Laisser l’enfant  faire à sa guise sans aucune orientation, sans lui fixer des limites, et sans lui dire quels risques il court s’il prend certaines décisions à des moments cruciaux de sa vie n’est pas la chose à faire.  Mettre trop de pression sur l’enfant en lui demandant de faire des études de votre choix, d’obtenir la plus grande note, de finir absolument vite ses études parce que vous n’avez pas les moyens de payer sa scolarité plus longtemps, ou alors le comparer sans cesse aux autres enfants peut lui être fatal. Chaque enfant est unique, et ce n’est pas parce que vous n’avez pas réalisé votre rêve de devenir médecin, architecte ou trader que vous allez poussez votre enfant à le devenir.  Le faire c’est ruiner la vie de votre enfant et créer un être qui sera malheureux toute sa vie. Aidez-le à identifier sa passion, ce qu’il aime faire et aidez-le à réaliser son rêve à lui.

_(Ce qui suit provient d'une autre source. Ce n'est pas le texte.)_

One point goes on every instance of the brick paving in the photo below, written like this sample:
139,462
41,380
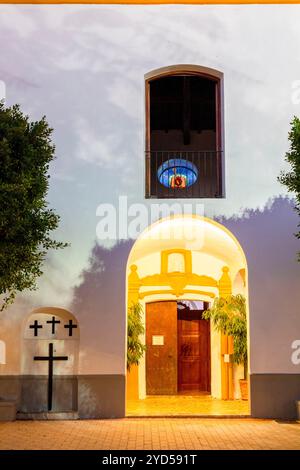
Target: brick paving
186,405
150,433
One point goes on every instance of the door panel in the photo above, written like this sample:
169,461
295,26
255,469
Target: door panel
193,351
161,359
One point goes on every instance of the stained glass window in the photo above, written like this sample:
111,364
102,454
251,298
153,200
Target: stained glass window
177,173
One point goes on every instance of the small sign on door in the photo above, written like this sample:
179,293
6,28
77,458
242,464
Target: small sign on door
158,340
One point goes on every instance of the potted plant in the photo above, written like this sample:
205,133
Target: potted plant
228,315
135,328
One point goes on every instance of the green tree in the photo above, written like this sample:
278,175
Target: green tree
228,315
291,179
135,328
25,219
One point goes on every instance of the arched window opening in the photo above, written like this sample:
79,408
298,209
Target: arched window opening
184,138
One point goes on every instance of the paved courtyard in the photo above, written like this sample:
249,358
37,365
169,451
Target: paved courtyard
151,433
186,405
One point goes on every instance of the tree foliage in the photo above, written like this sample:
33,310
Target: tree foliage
25,219
135,328
228,315
291,178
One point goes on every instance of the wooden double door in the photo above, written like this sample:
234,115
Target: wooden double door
178,349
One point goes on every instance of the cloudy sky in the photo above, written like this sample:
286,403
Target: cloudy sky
84,66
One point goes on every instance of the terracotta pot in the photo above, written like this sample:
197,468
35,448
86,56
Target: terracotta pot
244,389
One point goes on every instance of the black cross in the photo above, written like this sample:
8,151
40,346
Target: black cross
50,358
53,321
36,326
70,326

10. Aidez-le, autant que faire se peut, à changer d’air.

Encouragez votre enfant à étudier et à passer ses examens. Mais encouragez-le et aidez-le également à marquer une pause de temps en temps pour souffler un peu, se détendre, faire le plein d’énergie, prendre le temps de s’amuser et de profiter des petites choses qui font le bonheur. C’est absolument nécessaire pour sa santé et pour ses études.